Marcus Meissner got up next to discuss COM / OLE. This is an area of Wine that sees very active development from time to time. There is a general desire to move away from native DCOM. Marcus outlined the COM API's that have been implemented using named pipes for communication. He explained the difference between in-process and out-of-process COM and how Wine is set up to work with it.

Two big action items are typelib generation and extending widl to handle more complex IDL files. Typelib generation seems to be the more difficult of the two, but fortunately we're seeing active development on that right now by Alastair Bridgewater.
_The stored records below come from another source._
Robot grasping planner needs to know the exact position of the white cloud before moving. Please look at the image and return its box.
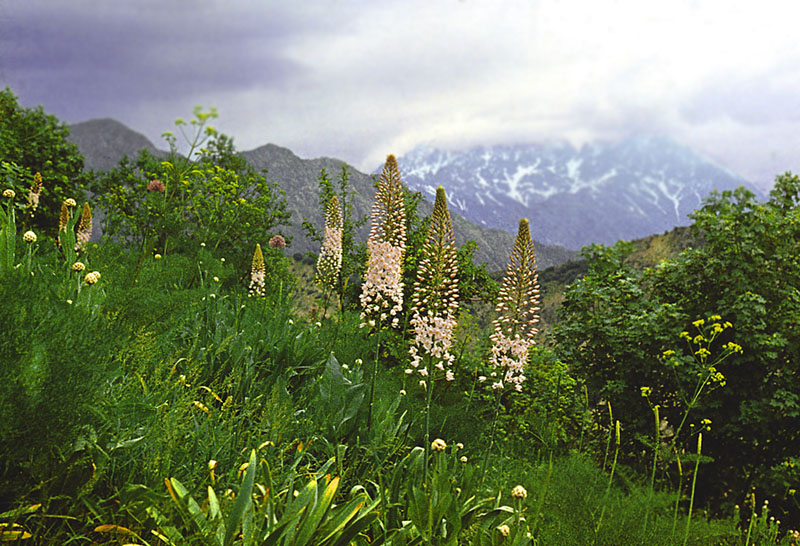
[3,0,800,186]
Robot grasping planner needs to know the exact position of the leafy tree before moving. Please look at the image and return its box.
[302,165,368,310]
[0,87,90,227]
[93,109,289,277]
[555,173,800,518]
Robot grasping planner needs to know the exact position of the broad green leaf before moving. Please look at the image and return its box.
[222,449,257,546]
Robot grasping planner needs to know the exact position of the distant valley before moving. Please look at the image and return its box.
[70,119,577,271]
[398,137,760,249]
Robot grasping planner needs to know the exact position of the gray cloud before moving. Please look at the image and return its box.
[0,0,800,191]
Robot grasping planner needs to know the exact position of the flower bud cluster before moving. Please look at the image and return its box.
[75,203,92,252]
[489,218,539,392]
[250,244,267,296]
[409,186,458,381]
[360,155,406,327]
[316,195,344,291]
[360,239,403,327]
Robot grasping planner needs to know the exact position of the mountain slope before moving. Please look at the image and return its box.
[69,118,166,171]
[64,119,576,270]
[398,137,756,248]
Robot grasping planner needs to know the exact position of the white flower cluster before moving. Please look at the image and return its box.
[317,222,343,290]
[489,327,534,392]
[360,239,403,327]
[250,244,267,297]
[84,268,100,284]
[408,306,456,381]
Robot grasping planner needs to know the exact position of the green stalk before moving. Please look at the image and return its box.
[424,355,433,483]
[481,393,502,486]
[592,416,620,546]
[669,448,683,538]
[683,432,703,546]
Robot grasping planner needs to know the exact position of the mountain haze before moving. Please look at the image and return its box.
[65,119,576,270]
[398,137,758,249]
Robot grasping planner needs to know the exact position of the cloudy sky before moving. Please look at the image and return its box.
[0,0,800,187]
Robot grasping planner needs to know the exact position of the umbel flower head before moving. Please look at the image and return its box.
[75,203,92,252]
[360,151,406,326]
[269,235,286,250]
[409,186,458,381]
[316,195,344,291]
[489,218,539,391]
[250,243,267,296]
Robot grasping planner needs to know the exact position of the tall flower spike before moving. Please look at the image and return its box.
[316,195,343,291]
[360,155,406,326]
[75,203,92,252]
[489,218,539,391]
[26,173,42,212]
[409,186,458,381]
[250,243,267,296]
[56,201,71,248]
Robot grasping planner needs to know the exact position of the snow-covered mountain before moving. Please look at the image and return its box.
[398,137,758,248]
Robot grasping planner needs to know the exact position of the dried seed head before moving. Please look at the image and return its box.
[75,203,92,252]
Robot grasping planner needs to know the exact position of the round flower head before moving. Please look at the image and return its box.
[511,485,528,499]
[147,180,167,193]
[269,235,286,249]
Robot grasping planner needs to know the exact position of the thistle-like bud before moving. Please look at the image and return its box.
[58,201,70,231]
[75,203,92,252]
[409,186,458,380]
[360,155,406,326]
[269,235,286,250]
[489,218,539,391]
[316,195,343,291]
[250,243,267,296]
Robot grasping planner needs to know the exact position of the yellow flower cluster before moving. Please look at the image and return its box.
[84,268,100,284]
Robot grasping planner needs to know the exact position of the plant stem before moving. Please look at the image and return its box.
[367,322,381,434]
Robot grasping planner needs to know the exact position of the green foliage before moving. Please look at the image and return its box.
[92,109,289,278]
[302,165,368,310]
[0,87,89,228]
[555,174,800,517]
[0,271,117,479]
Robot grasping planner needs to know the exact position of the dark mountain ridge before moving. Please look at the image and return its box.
[65,119,576,271]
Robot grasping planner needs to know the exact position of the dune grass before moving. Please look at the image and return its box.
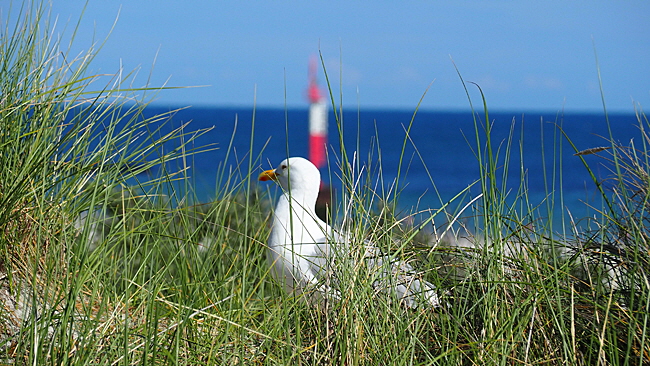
[0,3,650,365]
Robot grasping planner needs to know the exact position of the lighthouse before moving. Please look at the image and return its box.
[307,57,327,169]
[307,57,334,222]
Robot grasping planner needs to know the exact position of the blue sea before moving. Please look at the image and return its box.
[140,107,641,226]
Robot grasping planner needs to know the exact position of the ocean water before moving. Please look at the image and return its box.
[140,107,641,226]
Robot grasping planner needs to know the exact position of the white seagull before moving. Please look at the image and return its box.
[259,157,440,308]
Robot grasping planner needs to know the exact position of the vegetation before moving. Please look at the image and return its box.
[0,4,650,365]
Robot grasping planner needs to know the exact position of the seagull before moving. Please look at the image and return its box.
[258,157,440,308]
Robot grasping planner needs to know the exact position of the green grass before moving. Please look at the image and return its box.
[0,2,650,365]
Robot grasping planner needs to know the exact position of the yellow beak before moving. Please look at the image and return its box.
[257,169,278,181]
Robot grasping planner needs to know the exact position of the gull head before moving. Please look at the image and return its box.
[258,157,320,194]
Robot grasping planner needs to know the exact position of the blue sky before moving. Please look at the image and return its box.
[46,0,650,112]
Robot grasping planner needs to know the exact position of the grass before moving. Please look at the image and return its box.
[0,3,650,365]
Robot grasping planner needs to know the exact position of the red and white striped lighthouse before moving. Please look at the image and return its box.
[307,57,327,169]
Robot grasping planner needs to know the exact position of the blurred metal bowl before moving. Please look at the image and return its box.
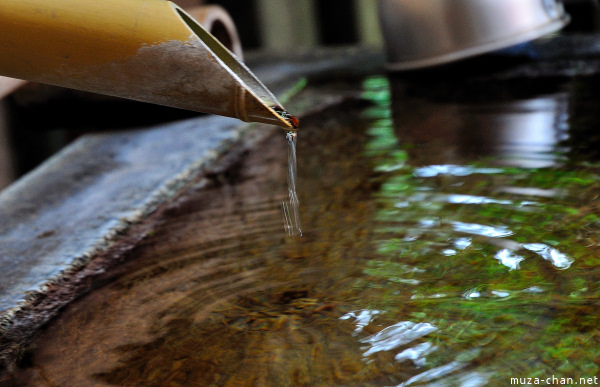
[378,0,569,71]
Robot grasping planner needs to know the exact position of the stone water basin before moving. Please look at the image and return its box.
[2,38,600,386]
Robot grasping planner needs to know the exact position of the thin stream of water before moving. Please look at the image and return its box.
[282,130,302,237]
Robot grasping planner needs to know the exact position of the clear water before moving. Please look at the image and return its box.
[5,76,600,386]
[282,130,302,237]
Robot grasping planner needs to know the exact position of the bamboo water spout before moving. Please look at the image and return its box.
[0,0,295,128]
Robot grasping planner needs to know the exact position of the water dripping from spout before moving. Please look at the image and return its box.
[282,130,302,237]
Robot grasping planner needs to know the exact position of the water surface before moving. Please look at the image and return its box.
[4,76,600,386]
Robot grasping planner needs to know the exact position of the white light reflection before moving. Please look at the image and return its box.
[490,290,510,298]
[340,309,383,335]
[454,238,472,250]
[397,361,467,387]
[413,165,504,177]
[360,321,437,357]
[452,222,513,238]
[523,243,574,270]
[446,194,513,205]
[394,342,437,367]
[494,249,525,270]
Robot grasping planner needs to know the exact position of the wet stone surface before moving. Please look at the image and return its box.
[0,40,600,386]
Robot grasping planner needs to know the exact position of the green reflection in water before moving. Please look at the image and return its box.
[356,77,600,385]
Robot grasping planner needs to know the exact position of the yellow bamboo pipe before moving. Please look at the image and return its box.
[0,0,294,128]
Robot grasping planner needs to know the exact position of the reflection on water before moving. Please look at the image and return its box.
[5,73,600,386]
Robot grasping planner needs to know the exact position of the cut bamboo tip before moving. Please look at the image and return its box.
[0,0,296,129]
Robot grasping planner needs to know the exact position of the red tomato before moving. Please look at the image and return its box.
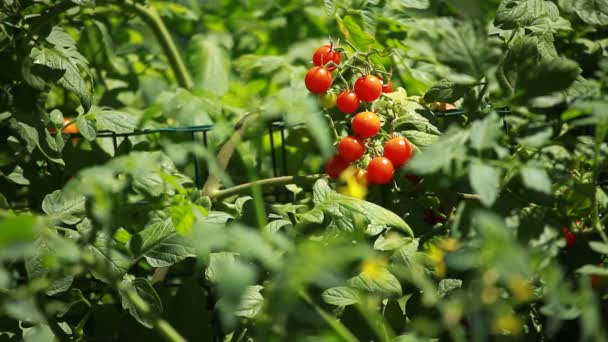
[367,157,395,184]
[325,155,350,178]
[355,75,382,102]
[355,169,367,185]
[384,137,412,167]
[304,66,333,94]
[562,227,576,248]
[62,118,78,134]
[352,112,381,139]
[338,136,365,162]
[336,90,361,114]
[382,81,393,93]
[312,44,340,71]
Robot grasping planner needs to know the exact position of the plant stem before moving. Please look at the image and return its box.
[112,0,194,90]
[209,174,325,200]
[119,285,186,342]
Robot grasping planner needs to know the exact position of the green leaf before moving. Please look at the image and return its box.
[127,219,196,267]
[25,239,74,296]
[337,15,376,51]
[323,0,336,17]
[471,112,502,151]
[187,33,230,96]
[321,286,361,306]
[399,0,431,9]
[498,37,580,102]
[86,232,133,283]
[572,0,608,26]
[401,130,439,148]
[6,165,30,185]
[315,179,414,236]
[521,166,551,194]
[494,0,560,30]
[424,79,469,103]
[205,252,238,283]
[169,203,195,235]
[30,26,92,112]
[589,241,608,255]
[42,190,85,224]
[264,219,291,234]
[576,265,608,277]
[0,215,42,260]
[469,163,501,207]
[72,0,95,8]
[437,21,498,83]
[348,267,402,297]
[437,279,462,297]
[76,116,97,141]
[118,277,163,328]
[234,285,264,319]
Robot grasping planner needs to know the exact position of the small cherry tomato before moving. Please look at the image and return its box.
[338,136,365,162]
[382,81,393,93]
[367,157,395,184]
[304,66,333,94]
[319,92,336,109]
[384,137,412,167]
[562,227,576,248]
[325,155,350,178]
[62,118,78,134]
[336,90,361,114]
[312,44,340,71]
[355,75,382,102]
[352,112,381,139]
[431,102,456,112]
[405,173,422,184]
[355,169,367,186]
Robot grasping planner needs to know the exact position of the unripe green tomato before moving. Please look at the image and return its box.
[319,92,336,109]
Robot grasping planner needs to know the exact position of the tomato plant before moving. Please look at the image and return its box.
[0,0,608,342]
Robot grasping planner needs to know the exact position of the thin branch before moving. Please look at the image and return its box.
[209,174,325,200]
[111,0,194,89]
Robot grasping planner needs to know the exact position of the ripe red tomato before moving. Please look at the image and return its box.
[382,81,393,93]
[304,66,333,94]
[367,157,395,184]
[562,227,576,248]
[62,118,78,134]
[352,112,381,139]
[384,137,412,167]
[338,136,365,162]
[325,155,350,178]
[336,90,361,114]
[312,44,340,71]
[355,75,382,102]
[405,173,422,184]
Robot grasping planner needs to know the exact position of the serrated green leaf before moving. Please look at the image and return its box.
[424,79,469,103]
[348,267,402,297]
[118,277,163,328]
[572,0,608,26]
[469,163,501,207]
[576,265,608,276]
[42,190,85,224]
[76,116,97,141]
[321,286,361,306]
[521,166,551,194]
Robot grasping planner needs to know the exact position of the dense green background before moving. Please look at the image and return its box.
[0,0,608,341]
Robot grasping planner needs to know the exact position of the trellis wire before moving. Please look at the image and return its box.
[70,108,511,197]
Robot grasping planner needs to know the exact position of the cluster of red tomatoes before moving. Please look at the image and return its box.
[305,44,412,184]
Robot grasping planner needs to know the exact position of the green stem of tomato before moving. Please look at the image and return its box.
[209,174,325,200]
[111,0,194,89]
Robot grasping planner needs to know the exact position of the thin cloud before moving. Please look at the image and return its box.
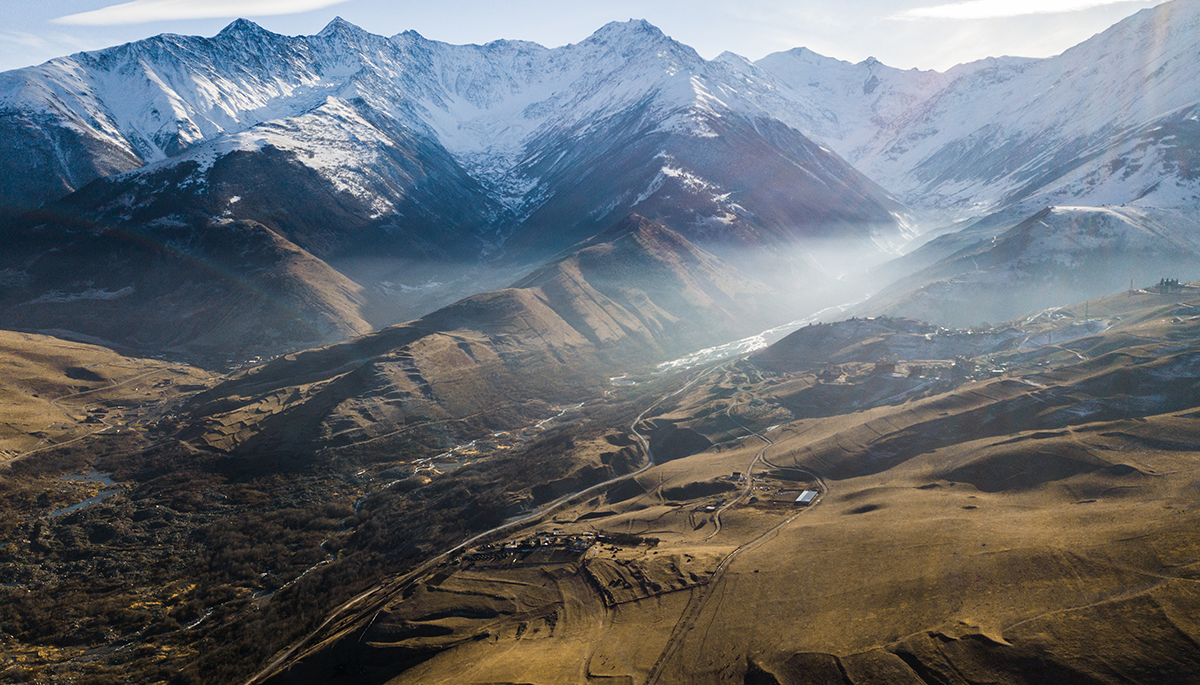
[54,0,348,26]
[892,0,1133,19]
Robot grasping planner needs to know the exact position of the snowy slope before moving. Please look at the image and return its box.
[851,0,1200,215]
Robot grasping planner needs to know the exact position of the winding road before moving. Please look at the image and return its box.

Ultimately, wire-level compatibility with Windows COM seems to be desired but it's a large task.

...

Lionel Ulmer had the honors of the final presentation showing off his work on DirectX. Initial work began in 1997 by Marcus Meissner and led to an initial Direct3D implementation in 1998. Over the past few years development has really picked up and we now have a decent Direct3D 8 implementation. Lionel had 3DMark2000 running and it was quite impressive to see all the 3D rendering. Lionel outlined the most challenging problems facing DirectX developers (in order of importance):

  • Supporting copy protected games
  • Better installer support
  • More complete DirectX / OpenGL support
  • General Win32 API additions

Lionel explained that most games are a mix of the DirectX API and plain old Win32. However, DirectX on it's own is a great API to get involved with. You don't have to know anything about the specifics of Win32 and it's not a horribly designed interface. Only about 50% of the DirectX API's exist in Wine, but Lionel explained that's realistically all that's needed by most games. Outside of the issues above, DirectX in Wine requires some work in a few areas, again in order of importance:

  • Mapping X API's to DirectX, including being able to do direct surface locking, using auxiliary buffers, clipping issues in non-full screen apps, and getting relative mouse movement working
  • Getting the various GL headers cleaned up
  • Better OpenGL support (right now only Nvidia cards really work.)
  • There's no easy way to profile games and find out where the bottlenecks are
  • DirectDraw / Direct3D and GL are not done the 'Windows way'

In the near-term, a lot of the work will be behind the scenes. There are known optimizations to be done. The GL back-end can be factorized to share code between the various Direct3D versions. As always, support for more API's will be added.

By far the biggest problem is getting copy protected games to work. A big discussion about it ensued. Steven Edwards agreed to contact various folks to iron out the issues. Technically it seems possible but there were differing opinions on whether we should support the secdrv.sys driver using something like a Captive NTFS implementation or if there's another means to get it working.

...

After that, it was over. Jeremy thanked everyone for attending and offered to keep the facilities open for as long as anyone wanted to hang around. Lionel's presentation had stretched until about 3:45 so that gave Dimi, Vincent Béron, and I about an hour before we needed to leave for the airport. We spent the time talking to the few folks we hadn't talked to yet. When we left almost everyone was still hanging out. In fact, a lot of folks weren't leaving until the next day so I'm sure discussions went on over dinner.

All in all, things went well. It was nice to be able to put faces with the names. I can't say for sure there were any groundbreaking things discussed, but everyone did get to bounce around a lot of ideas that probably wouldn't have happened without all being in the same room. I'd definitely like to thank CodeWeavers and all their staff for organizing this event.